Taping for lower limb sports and musculoskeletal injuries can be an effective intervention to facilitate the rehabilitation process. Tape comes in many different forms and it is often difficult to separate convincing marketing claims from useful techniques in the management or prevention of injury. Below we will discuss some of the common questions around taping and explain how it may be used in the toolbox of our practitioners.
Tape can be broadly classified into two categories: typical rigid (zinc oxide) tape and the relative newcomer stretchy elastic tape (eg. kinesio tape, rock tape, dynamic tape).
Rigid taping has been around for over 100 years and has been used in the prevention and rehabilitation of many different sports injuries. Kinesio tape was the first form of elastic tape invented by Dr Kenzo Kase in the 1970s in Japan but surged back into popularity after the company reportedly donated the tape to 58 different countries before the 2008 Beijing Olympics.
These two categories of tape have the greatest body of evidence and consequently are the primary tapes we use at Pure Sports Medicine.
Rigid tape, as the name suggests, is a non-elastic tape that is designed to restrict range of motion (flexibility) at a joint. In contrast, elastic tape is stretchy and may be applied with a variety of different degrees of stretch to provide support and stability to muscles and joints without restricting range of motion. Individuals will have different preferences and it is important to find a taping modality that is both effective and comfortable.
Taping companies promote several different rationales for their products but in essence their utility for injury management can be summarised by taping for stability or pain reduction. Taping for stability will primarily involve rigid strapping and focuses on reducing load on injured structures (ligaments, tendons, joints) or preventing an episode of instability (rolled ankle, dislocated shoulder).
Taping for pain reduction has been studied in both rigid and elastic tape and aims to reduce the sensitivity of painful structures.
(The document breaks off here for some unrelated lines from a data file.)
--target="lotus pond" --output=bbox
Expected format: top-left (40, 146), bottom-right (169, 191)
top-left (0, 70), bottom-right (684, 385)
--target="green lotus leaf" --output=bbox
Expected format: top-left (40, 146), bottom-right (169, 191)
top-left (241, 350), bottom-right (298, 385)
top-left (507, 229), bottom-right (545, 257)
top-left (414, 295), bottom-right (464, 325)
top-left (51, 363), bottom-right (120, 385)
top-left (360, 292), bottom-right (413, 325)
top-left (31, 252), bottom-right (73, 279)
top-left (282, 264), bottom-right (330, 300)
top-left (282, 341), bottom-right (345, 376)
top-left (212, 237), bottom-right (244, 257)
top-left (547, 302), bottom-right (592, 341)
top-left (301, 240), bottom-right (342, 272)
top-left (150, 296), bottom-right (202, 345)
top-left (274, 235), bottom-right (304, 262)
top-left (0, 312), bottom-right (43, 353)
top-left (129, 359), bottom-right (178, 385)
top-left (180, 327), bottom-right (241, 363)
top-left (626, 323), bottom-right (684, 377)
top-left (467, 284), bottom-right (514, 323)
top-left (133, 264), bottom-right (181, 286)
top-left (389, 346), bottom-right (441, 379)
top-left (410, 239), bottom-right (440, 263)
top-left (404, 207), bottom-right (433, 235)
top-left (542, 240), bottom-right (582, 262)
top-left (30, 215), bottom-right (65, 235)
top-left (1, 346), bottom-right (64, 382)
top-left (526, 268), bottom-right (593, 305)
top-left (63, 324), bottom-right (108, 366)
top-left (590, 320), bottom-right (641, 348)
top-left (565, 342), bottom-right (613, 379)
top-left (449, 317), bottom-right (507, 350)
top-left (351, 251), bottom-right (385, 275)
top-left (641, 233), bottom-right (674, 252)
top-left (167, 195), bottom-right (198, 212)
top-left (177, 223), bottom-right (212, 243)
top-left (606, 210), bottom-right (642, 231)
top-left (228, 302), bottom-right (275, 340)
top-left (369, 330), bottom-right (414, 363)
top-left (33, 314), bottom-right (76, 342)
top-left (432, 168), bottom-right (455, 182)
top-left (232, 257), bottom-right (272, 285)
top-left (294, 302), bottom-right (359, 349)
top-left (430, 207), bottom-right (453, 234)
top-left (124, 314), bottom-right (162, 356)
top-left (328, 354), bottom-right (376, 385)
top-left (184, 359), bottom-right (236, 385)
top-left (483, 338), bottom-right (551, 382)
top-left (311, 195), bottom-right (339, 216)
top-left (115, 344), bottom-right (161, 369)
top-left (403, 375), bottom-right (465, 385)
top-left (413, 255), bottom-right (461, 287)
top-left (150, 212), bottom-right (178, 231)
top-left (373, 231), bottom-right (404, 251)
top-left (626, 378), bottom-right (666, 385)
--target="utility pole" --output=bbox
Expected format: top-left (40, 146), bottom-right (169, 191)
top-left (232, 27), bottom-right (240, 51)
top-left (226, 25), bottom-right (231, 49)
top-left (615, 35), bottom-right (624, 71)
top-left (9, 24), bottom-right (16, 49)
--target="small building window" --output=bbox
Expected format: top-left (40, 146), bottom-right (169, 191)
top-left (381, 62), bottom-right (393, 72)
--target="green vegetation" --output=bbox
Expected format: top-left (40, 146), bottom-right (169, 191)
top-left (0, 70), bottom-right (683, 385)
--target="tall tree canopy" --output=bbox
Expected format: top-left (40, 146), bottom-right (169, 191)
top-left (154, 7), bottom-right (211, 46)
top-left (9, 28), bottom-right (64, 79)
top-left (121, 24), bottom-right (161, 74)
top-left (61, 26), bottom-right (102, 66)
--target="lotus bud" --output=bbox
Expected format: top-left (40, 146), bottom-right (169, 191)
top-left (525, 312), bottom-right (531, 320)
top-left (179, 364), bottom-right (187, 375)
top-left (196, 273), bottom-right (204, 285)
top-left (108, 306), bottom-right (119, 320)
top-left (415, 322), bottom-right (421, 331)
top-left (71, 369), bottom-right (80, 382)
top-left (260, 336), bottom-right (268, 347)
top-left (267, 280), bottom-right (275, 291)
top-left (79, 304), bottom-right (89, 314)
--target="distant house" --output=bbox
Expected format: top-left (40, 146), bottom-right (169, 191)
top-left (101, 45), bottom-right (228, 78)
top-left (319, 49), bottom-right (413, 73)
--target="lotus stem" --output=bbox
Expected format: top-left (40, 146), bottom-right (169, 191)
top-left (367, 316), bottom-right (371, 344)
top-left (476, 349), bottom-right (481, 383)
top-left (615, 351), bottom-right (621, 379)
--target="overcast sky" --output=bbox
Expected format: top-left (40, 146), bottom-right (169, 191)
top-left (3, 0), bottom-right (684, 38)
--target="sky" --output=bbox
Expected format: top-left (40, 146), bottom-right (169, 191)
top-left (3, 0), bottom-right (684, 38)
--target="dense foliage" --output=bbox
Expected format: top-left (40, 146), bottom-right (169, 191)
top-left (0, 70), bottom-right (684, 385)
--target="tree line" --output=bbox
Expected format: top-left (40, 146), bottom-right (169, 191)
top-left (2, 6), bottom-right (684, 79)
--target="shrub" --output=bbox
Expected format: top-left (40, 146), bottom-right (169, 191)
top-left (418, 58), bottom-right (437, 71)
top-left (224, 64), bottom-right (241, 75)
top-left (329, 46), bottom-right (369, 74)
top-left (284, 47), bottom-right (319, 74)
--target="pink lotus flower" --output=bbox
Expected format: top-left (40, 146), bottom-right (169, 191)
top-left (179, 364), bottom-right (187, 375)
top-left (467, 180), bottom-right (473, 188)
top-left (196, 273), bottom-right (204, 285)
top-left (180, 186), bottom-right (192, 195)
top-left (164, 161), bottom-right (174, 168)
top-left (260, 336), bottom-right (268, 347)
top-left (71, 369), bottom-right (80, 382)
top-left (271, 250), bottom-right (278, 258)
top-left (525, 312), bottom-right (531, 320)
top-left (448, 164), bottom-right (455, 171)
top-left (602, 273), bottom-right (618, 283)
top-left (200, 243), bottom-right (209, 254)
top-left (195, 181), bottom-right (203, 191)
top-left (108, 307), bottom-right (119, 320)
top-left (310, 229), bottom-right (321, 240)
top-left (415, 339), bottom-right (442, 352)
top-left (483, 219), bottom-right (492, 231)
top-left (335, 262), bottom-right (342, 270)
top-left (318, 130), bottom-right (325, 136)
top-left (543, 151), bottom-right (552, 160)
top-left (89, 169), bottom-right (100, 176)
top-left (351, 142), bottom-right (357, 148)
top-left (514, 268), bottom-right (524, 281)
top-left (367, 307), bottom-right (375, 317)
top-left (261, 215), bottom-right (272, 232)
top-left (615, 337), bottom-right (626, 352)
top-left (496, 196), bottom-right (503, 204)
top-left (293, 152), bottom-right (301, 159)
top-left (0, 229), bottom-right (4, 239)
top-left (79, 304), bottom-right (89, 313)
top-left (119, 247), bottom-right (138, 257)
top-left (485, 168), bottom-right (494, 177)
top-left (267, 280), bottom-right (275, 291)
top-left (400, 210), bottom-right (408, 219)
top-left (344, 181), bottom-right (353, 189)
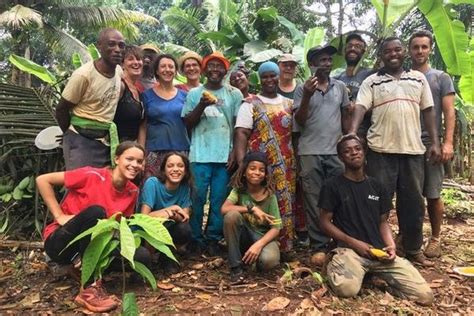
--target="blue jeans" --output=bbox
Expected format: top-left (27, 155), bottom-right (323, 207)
top-left (190, 162), bottom-right (230, 244)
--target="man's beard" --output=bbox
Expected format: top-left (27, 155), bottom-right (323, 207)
top-left (346, 57), bottom-right (361, 67)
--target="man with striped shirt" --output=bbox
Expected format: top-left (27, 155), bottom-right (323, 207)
top-left (348, 37), bottom-right (441, 266)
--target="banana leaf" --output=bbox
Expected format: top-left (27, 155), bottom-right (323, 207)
top-left (418, 0), bottom-right (471, 76)
top-left (303, 27), bottom-right (326, 78)
top-left (371, 0), bottom-right (417, 29)
top-left (458, 40), bottom-right (474, 105)
top-left (9, 54), bottom-right (57, 85)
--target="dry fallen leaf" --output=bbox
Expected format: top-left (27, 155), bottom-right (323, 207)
top-left (262, 296), bottom-right (290, 312)
top-left (19, 292), bottom-right (40, 307)
top-left (54, 285), bottom-right (72, 291)
top-left (191, 263), bottom-right (204, 270)
top-left (171, 287), bottom-right (182, 293)
top-left (195, 293), bottom-right (212, 302)
top-left (157, 282), bottom-right (175, 290)
top-left (288, 261), bottom-right (301, 269)
top-left (379, 292), bottom-right (394, 305)
top-left (300, 298), bottom-right (315, 309)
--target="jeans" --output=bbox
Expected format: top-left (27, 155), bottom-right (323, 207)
top-left (190, 162), bottom-right (230, 244)
top-left (366, 150), bottom-right (425, 255)
top-left (223, 211), bottom-right (280, 270)
top-left (299, 155), bottom-right (344, 251)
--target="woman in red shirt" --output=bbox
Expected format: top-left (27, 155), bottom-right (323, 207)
top-left (37, 141), bottom-right (146, 313)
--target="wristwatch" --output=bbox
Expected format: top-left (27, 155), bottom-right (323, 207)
top-left (246, 202), bottom-right (254, 214)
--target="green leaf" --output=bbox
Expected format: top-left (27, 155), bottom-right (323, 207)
top-left (12, 186), bottom-right (24, 200)
top-left (72, 53), bottom-right (83, 69)
top-left (8, 54), bottom-right (57, 85)
top-left (243, 40), bottom-right (268, 57)
top-left (17, 176), bottom-right (30, 190)
top-left (312, 271), bottom-right (324, 284)
top-left (247, 48), bottom-right (283, 64)
top-left (1, 193), bottom-right (12, 203)
top-left (134, 230), bottom-right (177, 263)
top-left (122, 292), bottom-right (139, 316)
top-left (371, 0), bottom-right (416, 28)
top-left (303, 27), bottom-right (326, 77)
top-left (256, 7), bottom-right (278, 22)
top-left (81, 230), bottom-right (114, 286)
top-left (97, 256), bottom-right (114, 279)
top-left (120, 217), bottom-right (136, 269)
top-left (276, 16), bottom-right (304, 46)
top-left (128, 214), bottom-right (173, 246)
top-left (0, 211), bottom-right (9, 234)
top-left (99, 239), bottom-right (119, 262)
top-left (418, 0), bottom-right (471, 76)
top-left (459, 47), bottom-right (474, 105)
top-left (87, 44), bottom-right (100, 60)
top-left (63, 217), bottom-right (119, 253)
top-left (132, 260), bottom-right (157, 290)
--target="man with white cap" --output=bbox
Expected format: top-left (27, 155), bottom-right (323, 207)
top-left (277, 53), bottom-right (298, 99)
top-left (293, 44), bottom-right (351, 264)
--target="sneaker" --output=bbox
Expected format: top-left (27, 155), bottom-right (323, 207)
top-left (406, 252), bottom-right (435, 267)
top-left (74, 282), bottom-right (118, 312)
top-left (424, 237), bottom-right (441, 258)
top-left (230, 266), bottom-right (244, 283)
top-left (206, 241), bottom-right (223, 257)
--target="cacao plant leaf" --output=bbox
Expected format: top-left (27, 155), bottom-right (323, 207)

It is important to note that the mechanisms behind taping for both stability and pain reduction are not well understood. Claims such as improved joint position awareness (proprioception) with rigid tape and that elastic tape lifts the skin to assist lymphatic flow, which reduces pain and swelling are either unsubstantiated or have been proven inaccurate.
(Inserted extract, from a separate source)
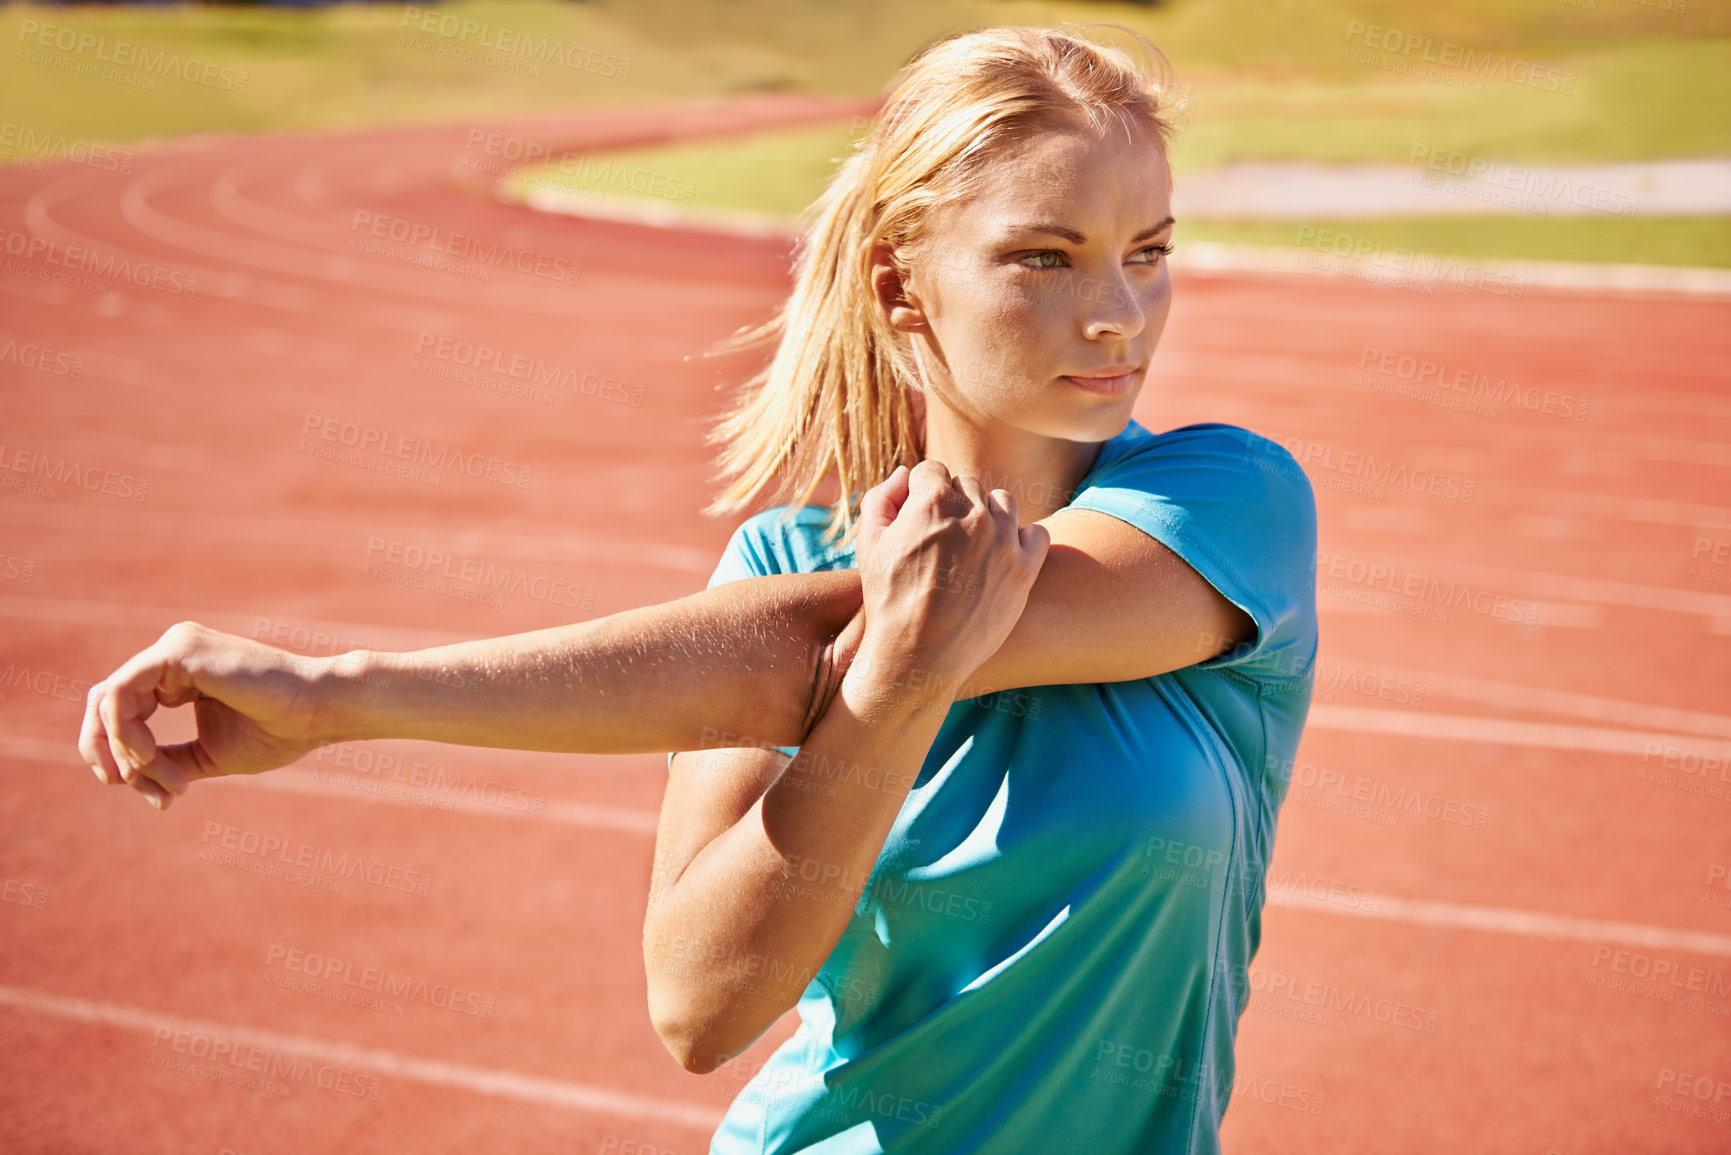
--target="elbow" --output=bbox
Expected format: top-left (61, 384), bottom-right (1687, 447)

Taping has been shown to be an effective, addition tool in the rehabilitation of knee, ankle and foot injuries. Below is a list of injuries and rationale for taping for some common presentations:
Taping for kneecap pain reduction has been studied extensively and is a common method used to help patients to progress through their rehabilitation. Both rigid (McConnell taping) and elastic tape have demonstrated reduction in knee pain (Logan, 2017) and tailoring the rigid tape to control movements of the kneecap is important to maximise effect (Barton, 2014) (see image below). For this reason it is important to consult your practitioner for the appropriate technique for your injury.
Taping (or bracing) for ankle stability following an ankle ligament injury is effective in reducing load (weight) on the injured ligaments to enable faster progression through rehabilitation. Re-injury is common and studies indicate that you have an elevated risk of ankle injury for up to a year.
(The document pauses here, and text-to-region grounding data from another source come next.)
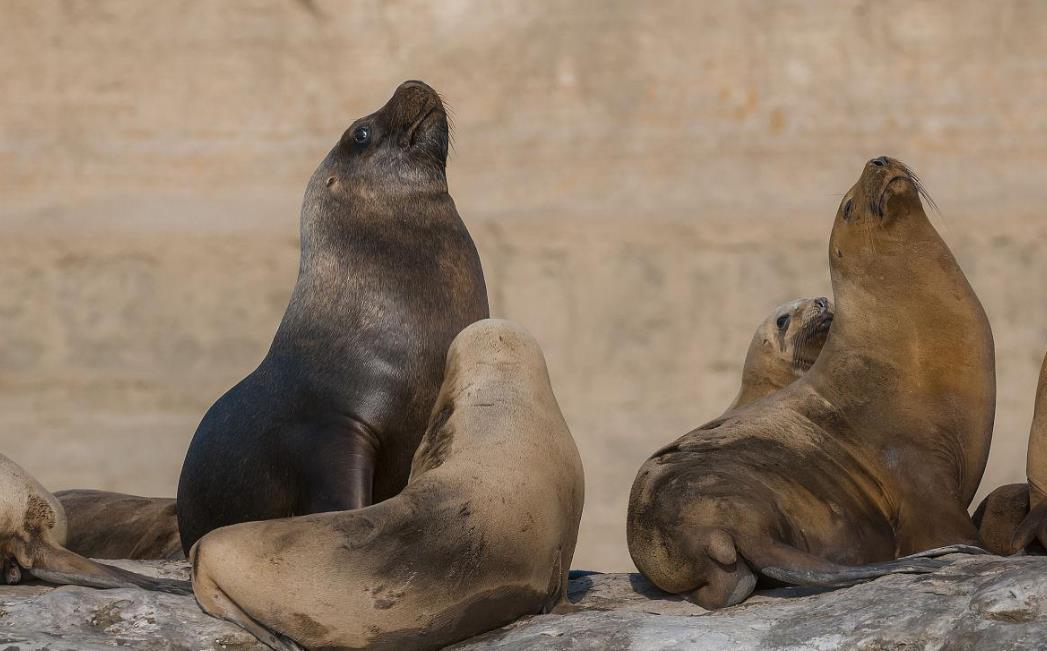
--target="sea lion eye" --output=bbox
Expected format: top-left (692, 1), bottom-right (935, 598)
top-left (843, 199), bottom-right (854, 220)
top-left (776, 315), bottom-right (790, 330)
top-left (352, 126), bottom-right (371, 144)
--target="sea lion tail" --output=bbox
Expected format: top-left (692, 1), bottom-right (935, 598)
top-left (740, 539), bottom-right (988, 588)
top-left (28, 543), bottom-right (192, 595)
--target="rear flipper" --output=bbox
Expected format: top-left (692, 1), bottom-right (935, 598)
top-left (27, 543), bottom-right (192, 595)
top-left (1012, 502), bottom-right (1047, 554)
top-left (746, 538), bottom-right (987, 588)
top-left (680, 528), bottom-right (986, 610)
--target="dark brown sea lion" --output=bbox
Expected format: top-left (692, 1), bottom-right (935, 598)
top-left (176, 81), bottom-right (489, 554)
top-left (725, 297), bottom-right (833, 414)
top-left (974, 351), bottom-right (1047, 554)
top-left (628, 156), bottom-right (995, 609)
top-left (0, 454), bottom-right (190, 594)
top-left (55, 490), bottom-right (182, 561)
top-left (190, 319), bottom-right (585, 651)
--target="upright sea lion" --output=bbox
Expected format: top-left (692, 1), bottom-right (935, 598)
top-left (177, 81), bottom-right (489, 553)
top-left (725, 297), bottom-right (833, 414)
top-left (0, 454), bottom-right (190, 594)
top-left (55, 490), bottom-right (182, 561)
top-left (974, 351), bottom-right (1047, 554)
top-left (190, 319), bottom-right (585, 651)
top-left (628, 157), bottom-right (995, 609)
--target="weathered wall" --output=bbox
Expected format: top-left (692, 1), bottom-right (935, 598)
top-left (2, 0), bottom-right (1046, 571)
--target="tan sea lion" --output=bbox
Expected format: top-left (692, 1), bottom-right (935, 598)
top-left (725, 297), bottom-right (833, 414)
top-left (177, 80), bottom-right (489, 554)
top-left (628, 156), bottom-right (995, 609)
top-left (55, 490), bottom-right (183, 561)
top-left (974, 351), bottom-right (1047, 554)
top-left (0, 454), bottom-right (190, 594)
top-left (190, 319), bottom-right (585, 651)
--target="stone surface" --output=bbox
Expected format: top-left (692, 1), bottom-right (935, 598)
top-left (0, 561), bottom-right (265, 650)
top-left (3, 1), bottom-right (1047, 572)
top-left (2, 556), bottom-right (1043, 650)
top-left (455, 555), bottom-right (1047, 650)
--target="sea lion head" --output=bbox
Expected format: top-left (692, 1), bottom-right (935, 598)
top-left (830, 156), bottom-right (937, 264)
top-left (754, 297), bottom-right (834, 375)
top-left (728, 297), bottom-right (833, 411)
top-left (311, 80), bottom-right (451, 205)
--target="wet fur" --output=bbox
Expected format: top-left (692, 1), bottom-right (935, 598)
top-left (176, 81), bottom-right (489, 553)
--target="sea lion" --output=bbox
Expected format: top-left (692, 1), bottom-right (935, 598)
top-left (55, 490), bottom-right (182, 561)
top-left (974, 351), bottom-right (1047, 554)
top-left (0, 453), bottom-right (190, 594)
top-left (190, 319), bottom-right (585, 651)
top-left (177, 80), bottom-right (489, 553)
top-left (628, 156), bottom-right (995, 609)
top-left (725, 297), bottom-right (833, 414)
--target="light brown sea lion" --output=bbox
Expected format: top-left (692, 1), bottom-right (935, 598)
top-left (55, 490), bottom-right (183, 561)
top-left (628, 156), bottom-right (994, 609)
top-left (974, 351), bottom-right (1047, 554)
top-left (0, 454), bottom-right (190, 594)
top-left (177, 80), bottom-right (489, 554)
top-left (190, 319), bottom-right (585, 651)
top-left (726, 297), bottom-right (833, 414)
Although rehabilitation is an important component of reducing your injury risk it has been suggested that taping when returning to sport significantly lowers your injury risk (Janssen, 2014). Below is an excellent infographic outlining the utility of taping in ankle injury rehabilitation (Janssen, 2019).
Taping of the foot is most commonly performed for pain reduction by lowering the stress placed on sensitive or overloaded tissues. Foot injuries such as plantar heel pain (plantar fasciitis), 1st metatarso-phalagneal joint sprain (turf toe) and medial tibial stress syndrome (shin splints) are commonly managed with a variety of taping techniques to support the arch and reduce sensitivity of a painful area.
Taping, as with most interventions, does have a few relatively minor side effects. Skin irritations, in the form of a rash, itchiness or redness are the most common side effect and care should be taken in individuals that experience these symptoms.
Finally, taping must only be considered as an accompaniment to a comprehensive rehabilitation programme that is designed to improve capacity and return to your individualised goals and pre-injury level of function. The evidence is clear that taping does not work as a stand-alone treatment and thus you should only consider it as a short-term strategy to improve stability or reduce pain as part of your rehabilitation programme guided by your practitioner.